DWP pushes L.A. into urgent fiscal crisis

LOS ANGELES The DWP came to the city asking for a rate increase and didn't like what the city council offered, so the utility is refusing to transfer $73 million that the city was counting on to help balance its budget.

Another showdown looms on Tuesday between the DWP and the L.A. City Council, as council members try to figure out if there is any way they can force the utility to turn over the money.

City Controller Wendy Greuel calls it the most urgent fiscal crisis in recent history. The city must transfer money from its reserve in two weeks or it will be unable to pay people.

"We can't ask people to come to work if we know that we won't be able to pay them," Greuel said.

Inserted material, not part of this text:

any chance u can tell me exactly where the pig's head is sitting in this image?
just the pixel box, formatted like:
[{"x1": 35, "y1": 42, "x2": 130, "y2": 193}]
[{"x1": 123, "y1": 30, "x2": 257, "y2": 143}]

Councilman Bernard Parks, head of the budget and finance committee, said the DWP has been playing games for months.

"We'll give you 73, but if you vote for it we'll give you 93. Well, those are terms that probably in my prior life would have been called extortion and other things like that," Parks said.

The city council and the DWP had jockeyed back and forth last week over a rate increase, but the deadline for the rate hike came and went without a resolution.

The council now has a deadline of April 19 to transfer more than $90 million from its reserve fund or get the DWP money.

"Promises are not something I can pay the bills with, it's actually the cash that I have on hand. Last week I think everyone played chicken to see who would blink first, and unfortunately, I'm in this situation today having to look at how I'm going to be able to pay the bills without transferring money from our reserve fund," Greuel said.

The lights will stay on, but the DWP says it needs all the available money to buy coal and natural gas to make power. Parks is not the only skeptical council member.

"They have had a history of playing 'hide-the-ball,'" Parks said. "They've had a history of giving you just enough information that they want you to know."